部活が終わったらカバンを持って ”仕事場” へー

当時は沖縄に急速に米軍基地が建設された時代。それにともない軍人のための娯楽施設も急増していた。そのため、施設で演奏するバンド奏者を求めて、吹奏楽部の部員にも声がかかったという。

▽金城吉雄さん(89)
「部活が終わったらそのままの感じ、カバン持って仕事場行くんですよ。僕はトランペットを買えるわけないでしょ。だから吹奏楽部の学校の楽器を借りて、そのまま仕事に行って」

トランペット奏者として基地内で演奏を始めた吉雄さんはその後、ドラムに欠員が出たからと、誘われるがままにドラマーに転向。高校卒業後はバンドに所属し、県内各地の米軍基地を回ったり、軍の娯楽施設の専属ドラマーになったりしながら、演奏を続けてきた。

そして89歳の今も、那覇市内のジャズライブハウスで週2回、ドラムを叩いている。1時間半ほどのステージ。どんなリクエストでも吉雄さんが楽譜を見ることはない。ドラマー人生を歩んで70年、スタンダードなジャズのリズムは、体に染み込んでいる。

吉雄さんは、本土復帰前のジャズの貴重な資料を保管していた。

▽金城吉雄さん(89)
「これ全部(耳で)コピーしたの、古いでしょ。手書きなんですよ。全部レコード聴いて、全部自分で、全部手書き」

1950年代から60年代にかけての手書きの楽譜。楽譜を書いたのは、吉雄さんが所属していたバンドのリーダー・齋藤勝さん。

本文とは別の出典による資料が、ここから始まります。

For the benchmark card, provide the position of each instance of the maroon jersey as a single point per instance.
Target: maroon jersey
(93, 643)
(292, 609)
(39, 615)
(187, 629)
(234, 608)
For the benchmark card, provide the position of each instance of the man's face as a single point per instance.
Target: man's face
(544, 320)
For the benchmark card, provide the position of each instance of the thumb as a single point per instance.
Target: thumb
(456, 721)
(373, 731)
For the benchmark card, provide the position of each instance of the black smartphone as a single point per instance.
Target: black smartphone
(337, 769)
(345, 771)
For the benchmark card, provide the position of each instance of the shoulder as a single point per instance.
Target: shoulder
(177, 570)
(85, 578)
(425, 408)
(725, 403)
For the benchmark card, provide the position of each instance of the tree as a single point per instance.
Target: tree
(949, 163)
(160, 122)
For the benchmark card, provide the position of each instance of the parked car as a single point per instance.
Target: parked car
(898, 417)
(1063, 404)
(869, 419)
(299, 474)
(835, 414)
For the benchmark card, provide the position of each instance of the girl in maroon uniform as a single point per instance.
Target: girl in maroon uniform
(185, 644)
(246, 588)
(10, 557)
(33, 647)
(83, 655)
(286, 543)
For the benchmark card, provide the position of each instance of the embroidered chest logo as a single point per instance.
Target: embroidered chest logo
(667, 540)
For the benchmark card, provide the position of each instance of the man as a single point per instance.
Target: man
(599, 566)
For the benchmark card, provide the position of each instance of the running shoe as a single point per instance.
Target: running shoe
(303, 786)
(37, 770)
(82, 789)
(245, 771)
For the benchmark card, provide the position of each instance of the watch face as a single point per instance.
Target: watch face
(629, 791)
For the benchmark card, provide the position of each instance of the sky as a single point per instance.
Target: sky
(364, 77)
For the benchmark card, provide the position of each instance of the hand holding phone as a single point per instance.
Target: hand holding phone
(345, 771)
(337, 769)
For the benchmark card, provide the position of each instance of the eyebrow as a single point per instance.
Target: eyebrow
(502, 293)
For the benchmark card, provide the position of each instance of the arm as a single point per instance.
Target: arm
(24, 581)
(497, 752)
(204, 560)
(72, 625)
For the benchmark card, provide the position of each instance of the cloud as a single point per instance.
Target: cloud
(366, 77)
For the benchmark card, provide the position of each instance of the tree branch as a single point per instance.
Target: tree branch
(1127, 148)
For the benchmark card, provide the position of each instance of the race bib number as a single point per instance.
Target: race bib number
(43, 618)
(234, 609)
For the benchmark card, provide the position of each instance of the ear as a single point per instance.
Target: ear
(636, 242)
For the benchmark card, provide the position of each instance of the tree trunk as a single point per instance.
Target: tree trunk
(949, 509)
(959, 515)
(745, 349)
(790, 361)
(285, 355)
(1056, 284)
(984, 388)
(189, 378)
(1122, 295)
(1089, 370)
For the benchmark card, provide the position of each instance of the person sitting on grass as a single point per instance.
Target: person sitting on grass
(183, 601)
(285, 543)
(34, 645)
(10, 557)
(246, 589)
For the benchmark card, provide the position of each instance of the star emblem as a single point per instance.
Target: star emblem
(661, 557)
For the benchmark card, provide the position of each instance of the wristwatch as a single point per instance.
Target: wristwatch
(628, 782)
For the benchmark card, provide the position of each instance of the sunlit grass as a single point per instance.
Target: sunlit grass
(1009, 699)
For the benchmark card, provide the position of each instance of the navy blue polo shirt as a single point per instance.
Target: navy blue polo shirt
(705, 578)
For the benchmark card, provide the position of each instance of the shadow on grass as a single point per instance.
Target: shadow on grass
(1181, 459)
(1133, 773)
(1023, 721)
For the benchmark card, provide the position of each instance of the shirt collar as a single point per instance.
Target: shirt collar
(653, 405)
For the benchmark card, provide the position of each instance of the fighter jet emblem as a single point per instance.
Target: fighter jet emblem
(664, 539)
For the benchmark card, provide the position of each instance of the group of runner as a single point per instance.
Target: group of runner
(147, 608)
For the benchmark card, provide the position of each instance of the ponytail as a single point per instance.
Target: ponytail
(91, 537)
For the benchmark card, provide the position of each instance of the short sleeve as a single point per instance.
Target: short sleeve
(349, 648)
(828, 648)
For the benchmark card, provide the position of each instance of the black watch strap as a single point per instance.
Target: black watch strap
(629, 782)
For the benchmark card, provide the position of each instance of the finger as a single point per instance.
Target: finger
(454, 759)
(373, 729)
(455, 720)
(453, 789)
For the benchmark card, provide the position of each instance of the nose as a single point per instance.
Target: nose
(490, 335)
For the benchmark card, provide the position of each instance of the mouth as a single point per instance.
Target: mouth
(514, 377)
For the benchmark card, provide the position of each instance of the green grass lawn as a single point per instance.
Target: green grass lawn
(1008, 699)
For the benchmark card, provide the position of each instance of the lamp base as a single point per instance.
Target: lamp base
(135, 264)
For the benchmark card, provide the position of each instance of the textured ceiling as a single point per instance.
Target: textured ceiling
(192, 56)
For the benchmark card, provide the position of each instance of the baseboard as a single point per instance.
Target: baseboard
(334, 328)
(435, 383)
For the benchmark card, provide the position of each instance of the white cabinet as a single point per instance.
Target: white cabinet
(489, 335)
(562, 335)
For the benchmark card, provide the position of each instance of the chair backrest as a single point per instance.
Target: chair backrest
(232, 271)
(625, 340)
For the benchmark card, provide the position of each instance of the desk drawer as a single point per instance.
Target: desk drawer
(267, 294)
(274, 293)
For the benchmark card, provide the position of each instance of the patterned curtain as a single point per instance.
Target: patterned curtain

アメリカで流行中の最新ジャズをいち早く演奏できるようにしようと、兵士に頼んでレコードを入手し、曲を聴いて楽譜に書き起こした。

▽金城吉雄さん(89)
「200曲近くですよ。すごいと思いますよ、ギターを弾きながら、ちょんちょんを聞きながら、ギターで音採って、書いて。また聞いて音採って、それを全部パートごとに書きますから。ドラムを書くし、ベースを書くし、ピアノも書くし」

吉雄さんは、この楽譜をもとに必死に曲を覚えた。